Suara.com - Program Jaminan Kesehatan Nasional (JKN) tak terasa sudah berjalan lebih dari dua tahun. Pemerintah dalam hal ini Menteri Kesehatan Nila F. Moeloek pun mengevaluasi, masih terdapat beberapa kekurangan dalam pelaksanannya. Meski demikian ia mengatakan tetap ada sisi positif yang bisa diambil dari sistem asuransi kesehatan ini.
"Jaminan Kesehatan Nasional (JKN) ini baru berumur 2 tahun 5 bulan, kalau bayi baru lahir ini merupakan 1000 hari pertama kehidupan yang tentu ada negatifnya, tapi juga banyak positifnya yakni memudahkan akses masyarakat ke fasilitas kesehatan," ujar Menkes Nila pada 'Evaluasi JKN' di kawasan Gatot Soebroto, Jakarta, Senin (30/5/2016).
Peningkatan akses pelayanan kesehatan ini, disampaikan Menkes Nila memang berpihak pada masyarakat miskin. Ia mengatakan bahwa masyarakat miskin selama ini memiliki status kesehatan yang rendah karena faktor kemiskinan dan pendidikan yang rendah.

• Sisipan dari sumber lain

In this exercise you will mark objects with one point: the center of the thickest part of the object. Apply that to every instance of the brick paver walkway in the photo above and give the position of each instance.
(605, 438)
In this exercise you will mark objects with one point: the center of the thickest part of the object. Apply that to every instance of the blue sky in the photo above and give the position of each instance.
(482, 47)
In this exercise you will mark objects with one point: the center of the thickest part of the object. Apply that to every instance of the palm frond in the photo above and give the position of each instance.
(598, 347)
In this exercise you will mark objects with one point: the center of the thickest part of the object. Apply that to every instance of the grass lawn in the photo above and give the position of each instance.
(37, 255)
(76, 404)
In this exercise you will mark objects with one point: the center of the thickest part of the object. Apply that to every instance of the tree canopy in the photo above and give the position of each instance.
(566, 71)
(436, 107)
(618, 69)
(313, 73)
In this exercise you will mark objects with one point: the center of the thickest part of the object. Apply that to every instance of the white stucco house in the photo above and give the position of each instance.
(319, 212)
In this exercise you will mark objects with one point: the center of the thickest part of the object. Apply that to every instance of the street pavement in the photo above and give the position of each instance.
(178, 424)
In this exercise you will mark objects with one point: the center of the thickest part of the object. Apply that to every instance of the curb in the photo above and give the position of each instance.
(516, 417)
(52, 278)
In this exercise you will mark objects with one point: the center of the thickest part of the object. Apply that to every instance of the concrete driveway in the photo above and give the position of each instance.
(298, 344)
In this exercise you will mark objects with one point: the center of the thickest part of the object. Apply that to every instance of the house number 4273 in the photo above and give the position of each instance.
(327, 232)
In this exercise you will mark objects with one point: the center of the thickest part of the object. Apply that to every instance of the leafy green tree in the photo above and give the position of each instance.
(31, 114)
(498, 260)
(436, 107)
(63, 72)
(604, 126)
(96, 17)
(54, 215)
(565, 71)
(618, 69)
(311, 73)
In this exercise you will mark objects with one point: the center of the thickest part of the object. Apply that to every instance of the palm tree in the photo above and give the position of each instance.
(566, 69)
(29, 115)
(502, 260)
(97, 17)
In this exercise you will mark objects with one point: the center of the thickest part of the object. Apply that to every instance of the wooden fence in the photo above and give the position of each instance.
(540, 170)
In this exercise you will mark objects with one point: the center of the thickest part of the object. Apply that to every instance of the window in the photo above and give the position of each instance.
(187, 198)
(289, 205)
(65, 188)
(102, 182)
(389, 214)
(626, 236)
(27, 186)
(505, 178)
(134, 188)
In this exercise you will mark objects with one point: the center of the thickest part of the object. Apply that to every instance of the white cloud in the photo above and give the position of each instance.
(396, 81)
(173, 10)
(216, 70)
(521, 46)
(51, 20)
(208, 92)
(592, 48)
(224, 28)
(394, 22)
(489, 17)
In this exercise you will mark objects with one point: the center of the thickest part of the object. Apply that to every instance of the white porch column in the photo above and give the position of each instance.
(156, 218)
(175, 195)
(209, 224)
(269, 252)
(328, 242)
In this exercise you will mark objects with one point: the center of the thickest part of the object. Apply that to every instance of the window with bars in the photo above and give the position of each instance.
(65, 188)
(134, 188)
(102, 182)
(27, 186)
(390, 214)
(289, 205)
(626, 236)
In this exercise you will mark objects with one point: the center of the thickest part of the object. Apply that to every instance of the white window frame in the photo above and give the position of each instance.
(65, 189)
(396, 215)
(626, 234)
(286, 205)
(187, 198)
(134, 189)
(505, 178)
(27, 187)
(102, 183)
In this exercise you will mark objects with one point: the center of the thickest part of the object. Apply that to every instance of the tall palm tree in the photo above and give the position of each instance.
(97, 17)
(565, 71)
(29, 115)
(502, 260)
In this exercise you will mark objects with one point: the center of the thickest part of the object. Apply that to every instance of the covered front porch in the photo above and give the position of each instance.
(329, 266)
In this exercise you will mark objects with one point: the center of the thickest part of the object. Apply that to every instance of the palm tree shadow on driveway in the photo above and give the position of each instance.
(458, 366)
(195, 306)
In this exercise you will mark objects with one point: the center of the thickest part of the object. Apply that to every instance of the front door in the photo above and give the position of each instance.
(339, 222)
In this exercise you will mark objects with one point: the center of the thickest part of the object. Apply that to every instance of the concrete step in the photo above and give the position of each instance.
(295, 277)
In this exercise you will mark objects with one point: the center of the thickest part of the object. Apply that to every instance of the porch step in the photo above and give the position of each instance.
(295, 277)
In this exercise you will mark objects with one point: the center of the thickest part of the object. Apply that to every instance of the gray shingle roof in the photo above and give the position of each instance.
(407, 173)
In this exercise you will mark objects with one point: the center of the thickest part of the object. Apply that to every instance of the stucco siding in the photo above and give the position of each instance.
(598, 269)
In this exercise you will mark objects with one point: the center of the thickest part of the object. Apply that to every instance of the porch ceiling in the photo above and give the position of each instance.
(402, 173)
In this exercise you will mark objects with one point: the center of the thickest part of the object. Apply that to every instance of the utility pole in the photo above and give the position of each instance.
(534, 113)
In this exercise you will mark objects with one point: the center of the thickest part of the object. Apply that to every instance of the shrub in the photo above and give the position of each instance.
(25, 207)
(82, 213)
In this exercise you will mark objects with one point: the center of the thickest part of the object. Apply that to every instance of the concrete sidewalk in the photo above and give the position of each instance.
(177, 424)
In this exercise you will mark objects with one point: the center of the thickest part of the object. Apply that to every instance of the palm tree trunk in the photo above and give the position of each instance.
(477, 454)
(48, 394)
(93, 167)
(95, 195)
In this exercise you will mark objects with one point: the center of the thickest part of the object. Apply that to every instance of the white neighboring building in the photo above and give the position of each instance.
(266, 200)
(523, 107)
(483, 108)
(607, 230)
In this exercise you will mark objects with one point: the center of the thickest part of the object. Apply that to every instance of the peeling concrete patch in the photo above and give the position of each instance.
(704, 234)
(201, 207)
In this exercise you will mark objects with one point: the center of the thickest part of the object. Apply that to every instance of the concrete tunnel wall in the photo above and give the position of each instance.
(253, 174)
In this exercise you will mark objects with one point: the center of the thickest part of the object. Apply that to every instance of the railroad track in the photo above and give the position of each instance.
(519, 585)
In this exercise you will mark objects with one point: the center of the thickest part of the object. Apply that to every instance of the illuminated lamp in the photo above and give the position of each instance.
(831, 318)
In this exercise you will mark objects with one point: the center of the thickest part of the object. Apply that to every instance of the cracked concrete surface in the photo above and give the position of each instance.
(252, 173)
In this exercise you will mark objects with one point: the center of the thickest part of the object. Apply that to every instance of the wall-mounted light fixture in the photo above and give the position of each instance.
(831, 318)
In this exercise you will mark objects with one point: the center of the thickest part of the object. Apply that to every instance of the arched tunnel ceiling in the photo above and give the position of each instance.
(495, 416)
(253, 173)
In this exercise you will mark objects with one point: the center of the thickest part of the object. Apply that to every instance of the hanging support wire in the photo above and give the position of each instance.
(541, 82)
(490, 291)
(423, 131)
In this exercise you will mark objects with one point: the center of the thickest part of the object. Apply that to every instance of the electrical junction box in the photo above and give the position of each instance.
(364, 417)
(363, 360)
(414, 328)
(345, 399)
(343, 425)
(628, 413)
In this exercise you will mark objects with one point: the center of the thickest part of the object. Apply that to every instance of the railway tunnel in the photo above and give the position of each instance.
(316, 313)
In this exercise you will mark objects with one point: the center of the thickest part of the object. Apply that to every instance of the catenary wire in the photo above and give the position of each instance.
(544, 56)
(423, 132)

"Memang masyarakat miskin ini tingkat pendidikannya rendah sehingga mempengaruhi status kesehatannya. Namun dengan adanya sistem JKN, masyarakat miskin memiliki kemudahan untuk meningkatkan status kesehatannya melalui subsidi premium," ujar Menkes.
Meski demikian, ia tak memungkiri bahwa JKN masih belum sesuai dengan harapan masyarakat karena adanya tantangan dalam pelaksanaan JKN.
Tantangan pertama, menurut Menkes Nila, keterbatasan iuran JKN. Seperti diketahui pemerintah masih memberlakukan subsidi kepada kelompok penerima bantuan iuran (PBI) sebanyak 104.922.839 juta jiwa atau sekitar 63.25 persen dari keseluruhan peserta Jaminan Kesehatan Nasional.
"Keterbatasan iuran membuat pendapatan dari JKN juga terbatas, dan ini masih menjadi tantangan bagi kami," imbuhnya.
Kedua, adanya perbedaan risiko kesehatan yang diderita Penerima Bantuan Iuran (PBI) dengan kelompok non PBI. Peserta JKN golongan PBI lebih sering mengidap penyakit kronis dan katastropik seperti jantung, stroke, diabetes, kanker, dan gagal ginjal dibandingkan pada kelompok non PBI.
"Ketiga, adanya transisi epidimiologi, dari penyakit menular ke penyakit tidak menular. Bahkan 23.3 persen anggaran JKN didominasi untuk pembiayaan penyakit katastropik. Seharusnya didorong untuk pencegahan atau preventif," imbuhnya.
Tantangan keempat, lanjut Menkes Nila, belum meratanya fasilitas kesehatan, sumber daya manusia dan mutu pelayanan kesehatan di Indonesia. Menurut Menkes, penguatan pelayanan kesehatan merupakan bagian penting yakni dengan pemerataan akses, penguatan sistem rujukan, dan melibatkan pemangku kepentingan termasuk pemerintah daerah.
Terakhir adalah pembiayaan JKN yang hingga kini masih defisit. Hal ini dikarenakan pengeluaraan pembiayaan JKN masih lebih besar daripada pemasukan melalui iuran.
"Dengan evaluasi ini saya harapkan bisa dibicarakan bersama dari pihak RS, IDI, BPJS, DJSN, dan Kemenkes, sehingga kita sama-sama melihat dimana kekurangannya dan memberi asupan sehingga bisa lebih baik," pungkasnya.